Docxpresso comes bundle with an optional monitoring script that periodically checks that the package is properly working by detecting if there are pending conversions.
There are two parameters that govern the monitoring and that can be tuned in monitor.php:
- sleepTimer: the time in microseconds between consecutive checks.
- maxRepetitions: an integer that bounds the number of times that the monitoring software detects a pending conversion before relaunching thelibrary processes.
Whenever there is a conversion running for more than sleepTimer * (maxRepetitions + 1) microseconds (this can be due to either the hanging of Libre or Open Office or simply because the conversion is taken too long because of a unexpectedly large file or because the system has somehow slowed down) the monitoring script assumes that there is a problem with the conversion and restart the docxpresso and soffice executables.
For example, setting sleepTimer to 2000000 and maxRepetitions to 14 we make sure that the system will never spend more than 30 seconds in a single process.
Whenever the application is restarted automatically by the monitoring script an entry with all the required data is written in monitor.log (that can be found in the same csv folder).
In order to run the monitoring script (please, first check that Docxpresso is properly running) you should:
- Open monitor.php and edit the sleepTimer and maxRepetitions parameters to suit your particular needs.
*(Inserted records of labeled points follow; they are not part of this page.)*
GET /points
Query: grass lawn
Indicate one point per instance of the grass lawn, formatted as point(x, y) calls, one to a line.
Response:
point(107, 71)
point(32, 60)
- Run nohup php monitor.php > /dev/null &. it is very important that the process should be run by the same user that run the docxpresso.php script to avoid conflicts.
Common issues
Although, in principle, the installation of the package should be rather straightforward if you follow all the above instructions there may pop up from time to time certain difficulties that should not be difficult to overcome.
Please, follow these steps by order:
- Check core functionality by first generating a very simple, i.e. standard Hello World script, .odt file with full PHP error reporting (error_reporting(E_ALL)). If the document is not generated check that:
- Your PHP version is 5.3 or higher.
- There is no lacking any required module like ZipArchive, that although standard by default your installation may be lacking.
- The folder where you are trying to store the document is writable.
- The package log folder is writable.
- Test full functionality by, for example, trying to generate the same document as before but in .pdf format. If the system fails check that:
- The path to soffice set in config.ini is the correct one.
- The Docxpresso.odt extension has been properly installed by running: sudo unopkg list –shared Docxpresso.oxt (if you did not installed the extension for all users you may simply run unopkg list Docxpresso.oxt). If you get the message: ERROR: there is no such extension deployed try to install it again (be careful typing the full path to the required extension).
- The docxpresso.php script is running by typing ps aux | grep docxpresso.php and checking that it has a valid PID (process id). If it is not running, restart it again via de nohup php [path/Docxpresso package]/docxpresso.php > /dev/null & command.
- The user running the docxpresso.php script has read and write access to the csv package folder and to the folder where thefinal document should be stored.
- The user running the docxpresso.php script has permission to run Libre or Open Office (you just can do that by typing, for example, /usr/bin/soffice in the command line or whatever maybe the path to the soffice executable).
- There are no other Libre or Open Office instances running in headless mode. To make sure just kill all current soffice processes.
In the unlikely case that the problem persists you may run directly docxpresso.php in the foreground and check if there is any error thrown in the console.